The parents reminded them each day that the rain was coming, but still they dallied in their work. I got home Wednesday afternoon not long after the skies opened, and the leaves were unmoved from the day before and far from cleared. I asked them why the job of moving the leaves was still unfinished, and received the reply, “It’s raining.” None too impressed by this logic, I sent them out into the rain to finish the job. Thankfully it was not too wet yet, there wasn’t too much left to do, and they actually enjoyed being out in the rain. None of us were worse for the wear for it.
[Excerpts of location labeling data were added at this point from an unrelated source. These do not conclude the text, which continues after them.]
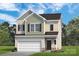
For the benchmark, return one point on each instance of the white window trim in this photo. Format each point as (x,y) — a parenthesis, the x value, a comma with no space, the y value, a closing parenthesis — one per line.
(34,27)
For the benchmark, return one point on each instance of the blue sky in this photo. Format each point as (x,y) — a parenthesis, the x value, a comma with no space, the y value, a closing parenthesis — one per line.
(11,11)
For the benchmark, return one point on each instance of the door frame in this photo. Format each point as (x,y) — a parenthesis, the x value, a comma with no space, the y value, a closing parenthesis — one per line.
(50,43)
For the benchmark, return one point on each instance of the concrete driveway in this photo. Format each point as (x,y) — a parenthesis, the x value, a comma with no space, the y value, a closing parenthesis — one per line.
(18,54)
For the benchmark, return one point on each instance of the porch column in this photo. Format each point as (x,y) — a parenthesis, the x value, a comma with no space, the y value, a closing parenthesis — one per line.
(43,45)
(53,46)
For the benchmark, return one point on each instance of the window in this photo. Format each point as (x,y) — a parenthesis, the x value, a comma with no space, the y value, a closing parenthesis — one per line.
(21,28)
(38,27)
(34,27)
(51,27)
(55,42)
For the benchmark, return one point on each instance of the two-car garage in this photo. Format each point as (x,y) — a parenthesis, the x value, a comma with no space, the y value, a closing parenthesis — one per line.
(28,44)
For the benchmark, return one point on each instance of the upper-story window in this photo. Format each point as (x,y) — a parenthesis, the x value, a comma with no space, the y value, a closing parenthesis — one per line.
(21,28)
(34,27)
(51,27)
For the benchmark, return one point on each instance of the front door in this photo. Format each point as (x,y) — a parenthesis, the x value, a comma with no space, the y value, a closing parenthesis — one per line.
(48,45)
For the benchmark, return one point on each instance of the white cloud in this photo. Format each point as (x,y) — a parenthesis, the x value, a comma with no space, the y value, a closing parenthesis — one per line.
(40,8)
(58,6)
(8,7)
(8,18)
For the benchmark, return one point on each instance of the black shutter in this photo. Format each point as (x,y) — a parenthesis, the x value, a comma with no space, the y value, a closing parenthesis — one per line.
(18,27)
(55,42)
(23,27)
(51,27)
(40,27)
(28,27)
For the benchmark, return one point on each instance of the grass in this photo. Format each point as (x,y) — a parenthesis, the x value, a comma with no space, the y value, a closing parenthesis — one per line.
(67,51)
(5,49)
​It’s one thing to intellectually recognize that rain is coming and the leaves need raked before it hits. That information on its own might be useful, but it does not always create a sense of urgency. That was true in this particular case, but it is true in much of our lives as well. There are many things that we know are coming up on our schedules but that doesn’t always make us work with vigor to be ready for the deadline, whether it is end-of-semester term papers for students or making sure to brush our teeth well before the next dentist appointment draws near. Knowing something in our minds is well and good, but it takes more for us to approach our task with a real sense of urgency. It takes feeling need in our heart and our gut, as well as establishing the rituals necessary to build up a habit.

​The reading from Thessalonians 4 has come up several times lately. In it, Paul is talking about being ready for the return of Christ. The broader concern is that he is telling the people to hold onto a sense of urgency, even though Christ has taken longer to return than they had expected. In this passage he is addressing apprehensions that Christians who have died will miss out on Christ’s return. He is giving assurance that those who have died will also take part in Christ’s return. He tells them that he is informing them of this, but his implication is more than that: he is exhorting them to hold onto a sense of urgency, a sense that Christ’s death, resurrection, and return are things that shape how we live our life now and help us make choices for how to use our time. It is not simply head knowledge, but something to be felt in the heart and the gut. He doesn’t want us to rely on being able to rake in the rain, rushing around at the last minute.